Entah mengapa, mulutku seakan terkunci sekali lagi dan secara spontan aku langsung pergi. Aku tak mau jika ia mengetahui bahwa aku benar-benar mengaguminya saat itu juga. Saat pertemuan pertama kami. Saat pertama kali mendengar suara dan terbius oleh parasnya yang begitu sangat mengagumkan.

Belum jauh kakiku melangkah, wanita itu akhirnya memanggil. “Hei... tunggu dulu!” serunya.

Aku langsung berhenti dan beberapa detik kemudian ia sudah kembali berada di depanku. Adrenalin sekali lagi mengalir deras ke seluruh tubuhku. Membajiri otakku dengan hormon-hormon seksualitas.

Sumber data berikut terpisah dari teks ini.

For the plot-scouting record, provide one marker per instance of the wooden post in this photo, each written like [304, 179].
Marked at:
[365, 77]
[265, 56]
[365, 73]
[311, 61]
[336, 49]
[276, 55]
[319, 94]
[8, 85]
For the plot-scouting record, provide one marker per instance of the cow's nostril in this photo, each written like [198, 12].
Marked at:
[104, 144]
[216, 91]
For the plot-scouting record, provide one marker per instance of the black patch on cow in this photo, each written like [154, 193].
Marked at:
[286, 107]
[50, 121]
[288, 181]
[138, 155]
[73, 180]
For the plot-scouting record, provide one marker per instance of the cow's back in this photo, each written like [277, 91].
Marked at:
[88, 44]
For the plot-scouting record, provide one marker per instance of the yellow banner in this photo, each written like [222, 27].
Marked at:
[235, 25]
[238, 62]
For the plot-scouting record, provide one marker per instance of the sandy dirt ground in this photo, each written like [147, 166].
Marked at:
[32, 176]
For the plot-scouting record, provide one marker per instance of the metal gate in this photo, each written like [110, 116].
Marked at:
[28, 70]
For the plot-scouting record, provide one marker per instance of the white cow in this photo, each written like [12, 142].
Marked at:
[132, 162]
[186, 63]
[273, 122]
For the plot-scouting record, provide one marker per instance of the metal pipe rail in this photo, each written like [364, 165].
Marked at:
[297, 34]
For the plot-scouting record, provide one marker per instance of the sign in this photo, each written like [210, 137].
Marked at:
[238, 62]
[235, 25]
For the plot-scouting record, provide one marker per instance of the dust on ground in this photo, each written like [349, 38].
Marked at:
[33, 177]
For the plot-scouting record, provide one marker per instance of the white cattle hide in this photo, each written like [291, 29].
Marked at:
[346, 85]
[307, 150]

“A... ada apa?” tanyaku gugup. Bodoh sekali, kenapa aku segugup ini? Padahal aku tak pernah segugup ini bila berkenalan dengan wanita-wanita lain di kampus, gumamku dalam hati sembari mengutuk kebodohanku sendiri.

“Kalau aku boleh tahu, siapa namamu?” ia mengurai senyuman seolah-olah ingin merayuku.

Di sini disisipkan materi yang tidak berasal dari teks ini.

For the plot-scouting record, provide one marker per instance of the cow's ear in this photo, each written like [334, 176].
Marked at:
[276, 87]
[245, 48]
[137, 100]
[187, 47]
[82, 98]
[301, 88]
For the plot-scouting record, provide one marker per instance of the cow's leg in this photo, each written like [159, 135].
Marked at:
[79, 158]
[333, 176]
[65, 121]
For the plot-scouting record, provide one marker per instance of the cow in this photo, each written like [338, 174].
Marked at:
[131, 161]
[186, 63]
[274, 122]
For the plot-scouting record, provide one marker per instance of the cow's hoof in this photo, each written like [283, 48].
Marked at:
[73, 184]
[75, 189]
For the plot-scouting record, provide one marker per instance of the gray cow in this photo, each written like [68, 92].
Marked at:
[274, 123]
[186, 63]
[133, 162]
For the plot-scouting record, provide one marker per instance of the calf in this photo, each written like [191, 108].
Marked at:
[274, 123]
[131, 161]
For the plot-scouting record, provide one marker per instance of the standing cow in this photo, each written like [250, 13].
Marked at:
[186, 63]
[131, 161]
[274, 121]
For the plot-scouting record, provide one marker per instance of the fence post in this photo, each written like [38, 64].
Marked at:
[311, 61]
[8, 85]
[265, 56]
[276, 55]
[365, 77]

Hah! Dia mau tahu namaku? Apa tidak salah? Apa aku tidak salah dengar? Mungkin aku tuli. Apa dunia ini sudah mau kiamat? Aku tak percaya orang semenawan dia mau tahu namaku. Ah, dunia ini ternyata begitu indah. Batinku menyahut girang. Kupandangi tiap lipatan bibirnya yang mungil. Kuhirup aroma tubuhnya yang dibawa angin langsung ke indera penciumanku hingga kurasakan kedamaian tercipta di hatiku. Kekhawatiranku seketika lenyap. Tak lagi kupikirkan keterlambatanku nanti. Masa bodoh! Tak penting! Aku masih ingin di sini. Masih ingin menikmati semua ini. Aku ingin mengabadikan sosok, senyuman, dan wangi tubuhnya dalam ingatanku, dalam imajiku. Kalau bisa dalam hatiku juga.

“Namamu siapa?” tanyanya mengulangi. Nadanya sedikit ditinggikan namun senyuman masih segar terurai di bibirnya bak mawar yang baru mekar di pagi hari. Begitu indah dan menyejukkan jiwa yang sebelumnya hampa.

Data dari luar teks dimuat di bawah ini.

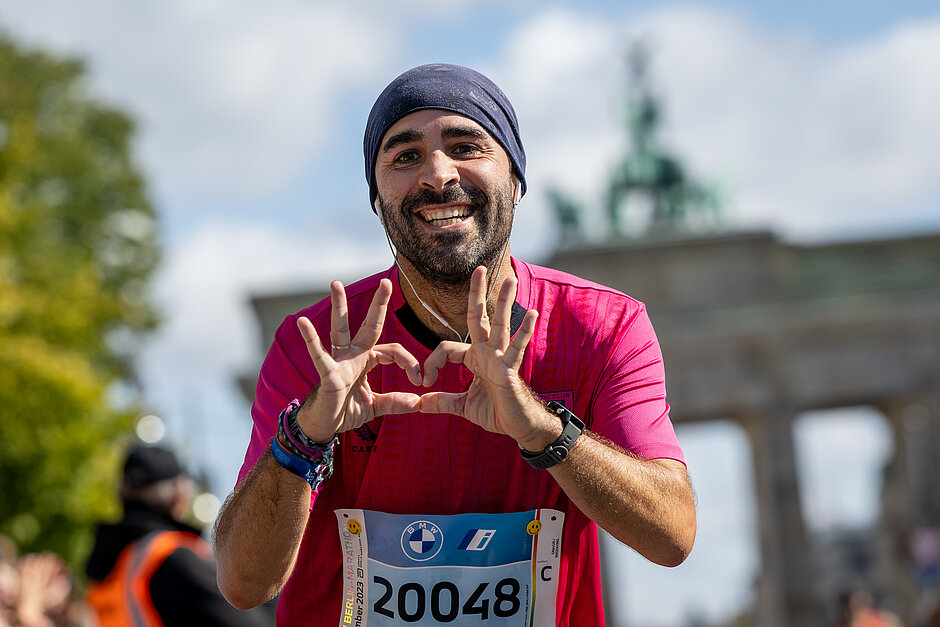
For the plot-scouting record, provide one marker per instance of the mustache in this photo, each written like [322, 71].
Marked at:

“Oh maaf...” kataku malu pada sikapku sebelumnya. “Namaku Samuel.” Aku menjulurkan sebelah tangan bermaksud bersalaman.

Ia membalas jabatan tanganku. “Aku Qhai―Qhai Lilia,” katanya turut memperkenalkan diri.

Kembali ia bertanya seadanya. “Apa kau juga mahasiswa?”

Aku mengangguk menyetujui.

“Di mana?” Qhai Lilia masih mempertahankan tatapan matanya ke arahku.

Dengan malu aku menjawab, “Universitas Guna Atmadja.”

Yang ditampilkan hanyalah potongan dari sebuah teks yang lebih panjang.